What are the PoW and PoS consensus algorithms?

2019.12.20 2019.12.20 What are the PoW and PoS consensus algorithms?

Oleg Tkachenkohttps://www.litefinance.org/blog/authors/oleg-tkachenko/

Proof-of-Work and Proof-of-Stake consensus algorithms in crypto currencies: essence, principles, comparison, prospects. Consequences of Ethereum transition from PoW to PoS

One of the most anticipated Ethereum updates in 2018-2019 is the final part called Serenity, which will lead to a change in the consensus algorithm from Proof-of-Work to Proof-of-Stake. For miners, this will mean the end of classic mining (proof of work) and the transition to receiving interest for the very possession of the coin (proof of stake). There is no definitive answer to whether this is good or bad. Although the PoS algorithm is considered more interesting from a technical point of view, it can lead to centralization and pricing problem. What are PoW and PoS: essence, differences, advantages and disadvantages – you will find the answers in this review.

PoW or PoS: brief overview of consensus algorithms

In the spring of 2017, the developers of Ethereum unveiled some details of the future Casper protocol. The release of the first part took place in November 2017. One of the main proposed changes to the protocol will be the transition from the Proof-of-Work to Proof-of-Stake consensus algorithm. This is most relevant for those engaged in mining. Although the second part of the protocol may be postponed again, we need to understand what the difference is between these algorithms and what changes the miners should expect. But before we do this, let us discuss the consensus algorithms and their types

What is consensus algorithm

In any network based on blockchain, two types of messages are transmitted: transactions (money transfers) and blocks that consist of these transactions. In order to make a transaction, the user does not need any consent of other participants of the system, it is sufficient only to know the key (the password that identifies the owner of the wallet). The blocks, whose order is confirmed by consensus in the transaction log, are a different matter. The problem with the network is that simultaneous resending of the transaction is possible between the nodes.

An example of a situation called double spending. John has 1 bitcoin, which he wants to send, but he sends it simultaneously to Alexander and Kelly. And if Alexander and Kelly do not coordinate these transactions with each other (i.e. they do not know that a simultaneous transfer was made), then a network problem arises. This is why all participants of the network coordinate the transaction logs, which will make Oleg's operations successful, and the second will be recognized as incorrect. 

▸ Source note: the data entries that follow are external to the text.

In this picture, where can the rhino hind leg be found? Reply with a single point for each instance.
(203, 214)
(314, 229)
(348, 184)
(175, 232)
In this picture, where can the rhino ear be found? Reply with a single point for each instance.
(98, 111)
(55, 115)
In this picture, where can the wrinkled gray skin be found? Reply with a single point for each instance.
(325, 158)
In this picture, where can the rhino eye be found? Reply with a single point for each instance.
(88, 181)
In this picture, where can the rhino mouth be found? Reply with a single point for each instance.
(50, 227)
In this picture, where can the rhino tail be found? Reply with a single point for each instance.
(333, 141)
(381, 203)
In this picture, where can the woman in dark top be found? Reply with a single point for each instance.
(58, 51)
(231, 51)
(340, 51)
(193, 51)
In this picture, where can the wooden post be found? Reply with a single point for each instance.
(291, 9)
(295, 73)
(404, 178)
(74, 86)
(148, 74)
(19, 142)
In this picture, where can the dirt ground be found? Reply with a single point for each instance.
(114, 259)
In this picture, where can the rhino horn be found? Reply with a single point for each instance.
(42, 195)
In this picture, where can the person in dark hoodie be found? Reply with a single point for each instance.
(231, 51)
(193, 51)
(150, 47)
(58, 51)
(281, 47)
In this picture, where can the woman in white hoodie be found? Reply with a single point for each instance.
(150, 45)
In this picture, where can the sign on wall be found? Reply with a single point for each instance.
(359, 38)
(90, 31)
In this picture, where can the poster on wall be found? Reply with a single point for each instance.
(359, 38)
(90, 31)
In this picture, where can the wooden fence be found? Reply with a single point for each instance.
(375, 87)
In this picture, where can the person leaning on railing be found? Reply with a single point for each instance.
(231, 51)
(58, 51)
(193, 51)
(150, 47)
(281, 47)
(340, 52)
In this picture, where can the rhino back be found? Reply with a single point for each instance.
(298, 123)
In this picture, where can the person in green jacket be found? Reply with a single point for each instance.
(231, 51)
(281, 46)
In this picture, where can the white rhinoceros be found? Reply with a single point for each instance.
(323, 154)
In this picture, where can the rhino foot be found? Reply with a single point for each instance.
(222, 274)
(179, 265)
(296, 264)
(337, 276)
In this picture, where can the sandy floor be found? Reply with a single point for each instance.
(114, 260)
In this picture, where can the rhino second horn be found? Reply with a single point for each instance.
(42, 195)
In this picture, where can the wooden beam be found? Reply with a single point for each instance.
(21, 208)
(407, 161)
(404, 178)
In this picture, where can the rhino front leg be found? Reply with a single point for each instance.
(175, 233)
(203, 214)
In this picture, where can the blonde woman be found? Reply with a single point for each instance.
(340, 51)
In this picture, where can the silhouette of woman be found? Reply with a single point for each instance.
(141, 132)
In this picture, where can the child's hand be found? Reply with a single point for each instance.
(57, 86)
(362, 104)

The essence of the problem is clear, but solving it technically is a difficult issue. 

Byzantine consensus

Byzantine consensus is a common definition of the task of interaction of several network participants among themselves, which are located remotely and receiving a task from a single center. In this case, some participants in the network, including the center itself, may be intruders. In other words, the Byzantine protocol algorithm must provide communication between remote network participants and eliminate fraudulent transactions, i.e. ensure transaction security.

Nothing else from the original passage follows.